There are many advantages and disadvantages that an international restaurant company like Burger King would have in comparison with a local company in that market. The main advantage is that Burger King is well-established. “Burger King has the necessary capitalization and know-how in comparison to local restaurant companies in developing parts of the world” (Daniels et al., 2011). This allows them the opportunity for greater marketing, promotions, and other things that could help them compete with small competitors. “The main disadvantage that an international restaurant company such as Burger King has in comparison with a local fast-food company is that the local company has a menu that has already been adapted and adjusted to the local market. Not only are expenses such as product knowledge training and expensive equipment and infrastructure not needed to be brought in order for the local company’s operation to take place, but the local target market is familiar with the local restaurant company’s product line” (Hinshaw, 2013).

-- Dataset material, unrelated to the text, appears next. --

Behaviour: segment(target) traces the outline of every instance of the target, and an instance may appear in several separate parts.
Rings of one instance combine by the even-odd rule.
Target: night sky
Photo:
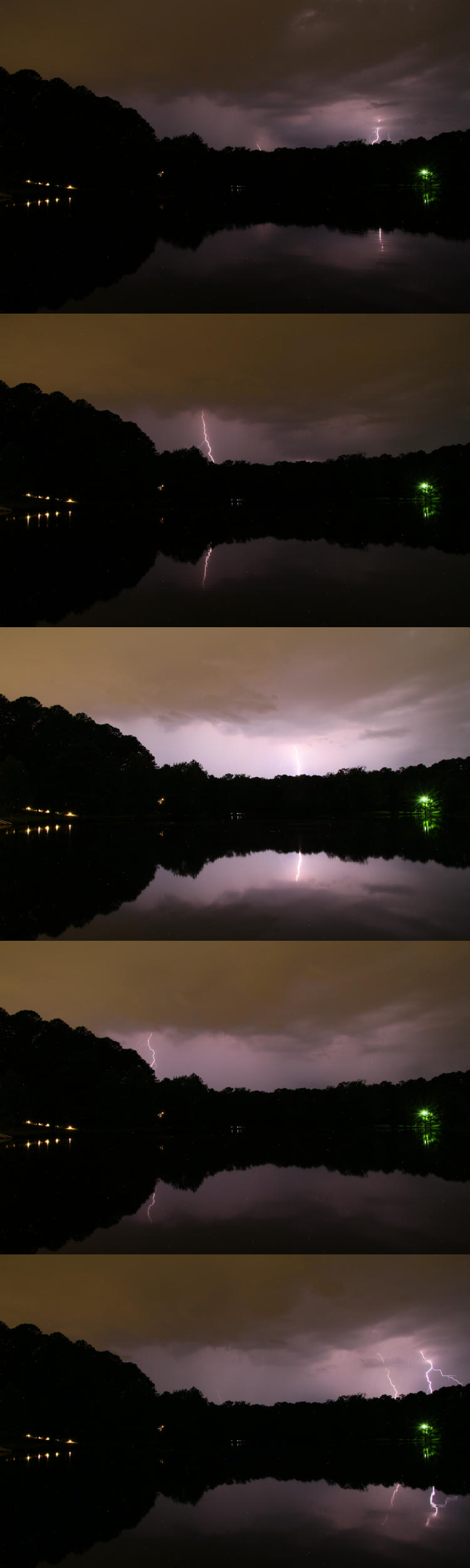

The majority of Burger King’s restaurants and revenues are in the American region and only one-third of their locations are global. This relationship will inevitably change as they continue to grow and expand. The global market is untapped and has a significant growth potential. This means that the need for fast food locations will be better served by expanding globally instead of locally. Burger King chooses to capitalize in countries where a large number of youth and shopping centers because the conditions are advantageous. This is because this type of market would provide the majority of the business. Shoppers wanting a quick and convenient meal on the go, and youth who live off of fast food restaurants. Focusing on this type of market will aid in Burger King’s success.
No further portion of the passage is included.